The real hate crime scandal in the UK is the notion of “hate crime”, by Brendan O’Neil.
Beyond the post-Brexit hysteria, it’s incredible how subjective the idea of ‘hate crime’ has become. … The police’s ‘Hate Crime Operational Guidance’ now stresses that the victim’s perception is the deciding factor in whether something is measured as a hate crime. No evidence is required … just a feeling. The police are discouraged from asking for evidence. … [I]f a hate-crime victim feels indifference from the police, this ‘victimises them a second time’ and ‘whether or not it is reasonable for them to perceive it that way is immaterial’. Truth, then, is ‘immaterial’.

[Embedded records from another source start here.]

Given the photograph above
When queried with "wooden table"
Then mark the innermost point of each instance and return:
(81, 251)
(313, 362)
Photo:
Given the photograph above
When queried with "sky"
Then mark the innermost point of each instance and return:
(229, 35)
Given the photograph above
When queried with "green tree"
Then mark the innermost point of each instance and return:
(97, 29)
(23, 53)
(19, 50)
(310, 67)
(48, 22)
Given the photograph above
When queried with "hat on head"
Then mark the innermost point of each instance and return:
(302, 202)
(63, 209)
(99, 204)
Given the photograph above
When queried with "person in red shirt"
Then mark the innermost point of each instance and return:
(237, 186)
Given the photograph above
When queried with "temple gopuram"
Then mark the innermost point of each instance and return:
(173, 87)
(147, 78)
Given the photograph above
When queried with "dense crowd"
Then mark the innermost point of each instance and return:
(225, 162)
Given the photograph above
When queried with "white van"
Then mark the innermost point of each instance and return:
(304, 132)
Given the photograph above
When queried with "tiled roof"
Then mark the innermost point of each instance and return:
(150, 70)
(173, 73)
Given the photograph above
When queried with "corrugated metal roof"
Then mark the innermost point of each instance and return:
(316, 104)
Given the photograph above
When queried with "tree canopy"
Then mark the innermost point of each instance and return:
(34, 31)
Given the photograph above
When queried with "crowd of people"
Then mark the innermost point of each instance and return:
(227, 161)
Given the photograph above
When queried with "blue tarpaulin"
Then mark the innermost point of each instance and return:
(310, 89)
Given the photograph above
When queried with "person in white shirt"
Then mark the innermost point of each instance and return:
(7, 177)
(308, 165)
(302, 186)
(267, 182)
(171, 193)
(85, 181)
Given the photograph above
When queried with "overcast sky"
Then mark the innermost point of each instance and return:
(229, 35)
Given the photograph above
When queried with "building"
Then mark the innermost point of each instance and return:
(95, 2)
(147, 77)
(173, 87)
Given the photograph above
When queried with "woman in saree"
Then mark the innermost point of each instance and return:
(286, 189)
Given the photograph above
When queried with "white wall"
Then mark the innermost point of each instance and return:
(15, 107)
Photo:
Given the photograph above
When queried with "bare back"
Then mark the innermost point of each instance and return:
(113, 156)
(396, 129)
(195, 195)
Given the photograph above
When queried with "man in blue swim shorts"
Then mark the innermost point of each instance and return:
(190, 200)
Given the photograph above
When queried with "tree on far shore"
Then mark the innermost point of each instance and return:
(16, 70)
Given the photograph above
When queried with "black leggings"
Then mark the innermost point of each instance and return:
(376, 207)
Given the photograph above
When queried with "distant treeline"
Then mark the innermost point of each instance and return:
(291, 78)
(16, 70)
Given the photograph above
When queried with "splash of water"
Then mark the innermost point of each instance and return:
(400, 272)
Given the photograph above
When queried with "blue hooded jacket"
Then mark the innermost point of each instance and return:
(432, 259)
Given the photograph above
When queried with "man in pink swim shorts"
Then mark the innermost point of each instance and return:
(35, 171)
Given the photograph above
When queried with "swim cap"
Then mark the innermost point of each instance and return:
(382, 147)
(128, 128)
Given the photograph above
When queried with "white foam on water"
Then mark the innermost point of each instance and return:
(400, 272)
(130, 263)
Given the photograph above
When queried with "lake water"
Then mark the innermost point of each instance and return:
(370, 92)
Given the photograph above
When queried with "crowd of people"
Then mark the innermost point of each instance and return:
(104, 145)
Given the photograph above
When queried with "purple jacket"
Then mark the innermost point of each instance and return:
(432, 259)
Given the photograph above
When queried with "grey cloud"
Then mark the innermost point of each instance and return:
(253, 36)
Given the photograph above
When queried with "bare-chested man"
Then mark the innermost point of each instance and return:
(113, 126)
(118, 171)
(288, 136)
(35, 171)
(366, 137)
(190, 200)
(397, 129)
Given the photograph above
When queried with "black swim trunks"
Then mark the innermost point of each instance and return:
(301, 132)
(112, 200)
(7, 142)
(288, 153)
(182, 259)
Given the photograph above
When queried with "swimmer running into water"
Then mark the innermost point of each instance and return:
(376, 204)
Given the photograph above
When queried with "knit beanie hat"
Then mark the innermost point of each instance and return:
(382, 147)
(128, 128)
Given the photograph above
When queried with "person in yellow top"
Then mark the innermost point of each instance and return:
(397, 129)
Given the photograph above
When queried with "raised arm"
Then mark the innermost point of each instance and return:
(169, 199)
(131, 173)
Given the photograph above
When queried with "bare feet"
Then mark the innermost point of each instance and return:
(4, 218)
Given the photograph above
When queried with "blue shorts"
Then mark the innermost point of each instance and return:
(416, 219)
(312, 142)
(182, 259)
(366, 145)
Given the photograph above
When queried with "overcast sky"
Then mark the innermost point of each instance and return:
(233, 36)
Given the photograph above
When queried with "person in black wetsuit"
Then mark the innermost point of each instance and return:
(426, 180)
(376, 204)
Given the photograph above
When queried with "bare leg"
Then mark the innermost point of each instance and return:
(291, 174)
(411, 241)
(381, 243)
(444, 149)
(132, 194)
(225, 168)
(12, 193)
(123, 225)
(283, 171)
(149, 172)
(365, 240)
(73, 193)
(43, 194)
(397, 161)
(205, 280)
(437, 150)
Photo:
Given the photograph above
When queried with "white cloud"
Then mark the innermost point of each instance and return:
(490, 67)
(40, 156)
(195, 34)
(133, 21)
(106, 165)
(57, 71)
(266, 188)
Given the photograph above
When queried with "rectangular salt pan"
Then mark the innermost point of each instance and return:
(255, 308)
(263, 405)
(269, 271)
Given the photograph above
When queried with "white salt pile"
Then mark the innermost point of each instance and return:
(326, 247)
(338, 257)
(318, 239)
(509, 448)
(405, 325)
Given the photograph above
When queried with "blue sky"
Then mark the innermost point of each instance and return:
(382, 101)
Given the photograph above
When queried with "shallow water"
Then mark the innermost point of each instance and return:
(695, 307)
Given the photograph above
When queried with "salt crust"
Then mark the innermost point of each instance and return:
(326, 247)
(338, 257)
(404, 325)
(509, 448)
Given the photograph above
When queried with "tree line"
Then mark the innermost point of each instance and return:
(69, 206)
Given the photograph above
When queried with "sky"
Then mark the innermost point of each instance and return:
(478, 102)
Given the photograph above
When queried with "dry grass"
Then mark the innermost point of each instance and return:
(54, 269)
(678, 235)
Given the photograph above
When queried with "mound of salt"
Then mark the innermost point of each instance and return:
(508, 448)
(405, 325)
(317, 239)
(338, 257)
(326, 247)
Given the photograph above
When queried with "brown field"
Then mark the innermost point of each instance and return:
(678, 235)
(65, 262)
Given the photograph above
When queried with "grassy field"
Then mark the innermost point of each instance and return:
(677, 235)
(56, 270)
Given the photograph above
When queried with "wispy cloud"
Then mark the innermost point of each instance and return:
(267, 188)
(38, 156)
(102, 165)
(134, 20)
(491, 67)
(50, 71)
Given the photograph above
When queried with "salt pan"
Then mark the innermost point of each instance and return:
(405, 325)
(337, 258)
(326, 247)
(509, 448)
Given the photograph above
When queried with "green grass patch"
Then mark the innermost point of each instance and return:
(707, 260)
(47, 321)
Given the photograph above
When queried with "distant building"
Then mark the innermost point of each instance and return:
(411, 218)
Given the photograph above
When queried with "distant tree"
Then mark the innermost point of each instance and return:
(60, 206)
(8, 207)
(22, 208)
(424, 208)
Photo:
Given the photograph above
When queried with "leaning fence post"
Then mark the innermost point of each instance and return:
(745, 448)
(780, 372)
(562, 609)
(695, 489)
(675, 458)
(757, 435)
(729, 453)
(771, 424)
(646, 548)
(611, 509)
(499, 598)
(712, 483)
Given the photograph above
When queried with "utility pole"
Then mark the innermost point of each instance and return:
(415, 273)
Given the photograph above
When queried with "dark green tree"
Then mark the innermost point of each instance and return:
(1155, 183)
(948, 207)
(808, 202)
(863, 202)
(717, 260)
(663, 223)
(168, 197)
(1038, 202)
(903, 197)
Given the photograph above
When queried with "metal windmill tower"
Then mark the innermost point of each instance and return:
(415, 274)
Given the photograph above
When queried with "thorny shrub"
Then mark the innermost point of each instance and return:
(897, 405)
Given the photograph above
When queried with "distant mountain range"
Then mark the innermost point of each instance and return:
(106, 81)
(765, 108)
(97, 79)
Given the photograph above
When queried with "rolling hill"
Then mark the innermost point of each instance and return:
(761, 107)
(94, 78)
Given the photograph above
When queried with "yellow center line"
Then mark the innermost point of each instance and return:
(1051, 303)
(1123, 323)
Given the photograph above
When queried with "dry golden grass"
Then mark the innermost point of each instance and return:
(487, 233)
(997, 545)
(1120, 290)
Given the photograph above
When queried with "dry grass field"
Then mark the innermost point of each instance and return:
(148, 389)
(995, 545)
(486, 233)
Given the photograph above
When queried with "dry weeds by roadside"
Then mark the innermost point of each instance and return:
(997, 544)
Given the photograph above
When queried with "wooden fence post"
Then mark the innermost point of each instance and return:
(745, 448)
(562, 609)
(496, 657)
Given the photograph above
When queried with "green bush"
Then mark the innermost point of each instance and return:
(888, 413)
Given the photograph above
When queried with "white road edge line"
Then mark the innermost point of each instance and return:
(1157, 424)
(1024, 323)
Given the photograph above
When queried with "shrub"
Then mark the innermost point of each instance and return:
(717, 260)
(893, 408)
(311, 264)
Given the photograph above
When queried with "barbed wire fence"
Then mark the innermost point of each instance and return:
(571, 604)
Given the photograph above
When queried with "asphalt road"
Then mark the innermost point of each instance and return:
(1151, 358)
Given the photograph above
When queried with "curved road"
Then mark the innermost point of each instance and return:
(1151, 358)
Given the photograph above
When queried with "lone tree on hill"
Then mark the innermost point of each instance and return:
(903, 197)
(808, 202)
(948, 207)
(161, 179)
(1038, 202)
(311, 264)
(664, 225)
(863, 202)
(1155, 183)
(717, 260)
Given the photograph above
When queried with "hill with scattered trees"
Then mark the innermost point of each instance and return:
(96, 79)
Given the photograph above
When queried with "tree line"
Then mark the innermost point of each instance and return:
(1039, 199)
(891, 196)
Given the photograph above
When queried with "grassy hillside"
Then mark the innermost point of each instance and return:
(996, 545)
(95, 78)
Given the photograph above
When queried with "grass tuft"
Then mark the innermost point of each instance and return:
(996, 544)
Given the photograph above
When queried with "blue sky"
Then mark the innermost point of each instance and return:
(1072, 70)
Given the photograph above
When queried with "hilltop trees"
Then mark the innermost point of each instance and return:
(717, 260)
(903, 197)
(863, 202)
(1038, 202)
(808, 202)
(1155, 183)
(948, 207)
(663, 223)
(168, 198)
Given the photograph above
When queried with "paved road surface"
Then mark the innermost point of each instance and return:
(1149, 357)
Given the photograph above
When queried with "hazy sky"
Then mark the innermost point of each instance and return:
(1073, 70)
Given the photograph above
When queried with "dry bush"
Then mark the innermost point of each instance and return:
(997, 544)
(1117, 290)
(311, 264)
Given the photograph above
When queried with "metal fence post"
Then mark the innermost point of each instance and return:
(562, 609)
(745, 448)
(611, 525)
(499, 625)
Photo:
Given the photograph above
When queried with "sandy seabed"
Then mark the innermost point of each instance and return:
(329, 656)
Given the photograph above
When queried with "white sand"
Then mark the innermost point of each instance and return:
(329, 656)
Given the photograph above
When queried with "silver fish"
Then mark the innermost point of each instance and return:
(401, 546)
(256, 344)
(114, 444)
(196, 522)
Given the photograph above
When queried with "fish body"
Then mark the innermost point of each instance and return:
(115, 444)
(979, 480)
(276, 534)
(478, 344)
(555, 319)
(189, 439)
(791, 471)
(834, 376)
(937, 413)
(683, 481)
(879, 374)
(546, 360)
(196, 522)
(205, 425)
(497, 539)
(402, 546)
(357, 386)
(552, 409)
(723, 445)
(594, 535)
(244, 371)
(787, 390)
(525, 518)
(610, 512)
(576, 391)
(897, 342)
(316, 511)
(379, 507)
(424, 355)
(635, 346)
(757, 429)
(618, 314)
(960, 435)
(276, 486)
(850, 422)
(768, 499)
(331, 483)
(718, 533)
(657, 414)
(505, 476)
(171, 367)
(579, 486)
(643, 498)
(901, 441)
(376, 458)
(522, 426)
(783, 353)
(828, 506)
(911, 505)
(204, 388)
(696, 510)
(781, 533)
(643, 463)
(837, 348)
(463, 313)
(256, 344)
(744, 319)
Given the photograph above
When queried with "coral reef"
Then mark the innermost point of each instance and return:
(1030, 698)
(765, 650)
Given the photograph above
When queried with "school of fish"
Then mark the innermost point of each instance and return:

If any gay man is shouted at in the street, by anyone, about anything, with no mention of sexuality, that can be recorded as an anti-gay hate crime. … Burglaries and robberies are often recorded as hate crimes. According to the Home Office, of all the hate incidents in the Crime Survey for England and Wales, 8 per cent are burglaries. And 1 per cent is bicycle theft. A racially motivated bike theft? You might think stealing is just about stealing, but if the victim thinks his stuff was nicked because he’s foreign, gay or trans, then it is recorded as hate crime. …
Why is this so?
Why are our authorities so willing to push this deceptive agenda? Why is our country determined to see itself as bigoted? It’s because creating a panic about hate crime gives officials and others a sense of purpose and history.
But the squalid search for, and exaggeration of, hatred is dangerous and, to use a word so popular on social media, divisive. It is a slur on the white working classes to claim that what they think and say — on immigration, Europe, life in general — is racist. Such a perception convinces minorities that they should live in fear. It spreads anxiety and silences discussion. It rips Britain apart.
According to one leftie online magazine, Britain now evokes ‘nightmares of 1930s Germany’. But this doesn’t square with the reality of our country today, and you shouldn’t believe it. The hate-crime epidemic is a self-sustaining myth — a libel against the nation.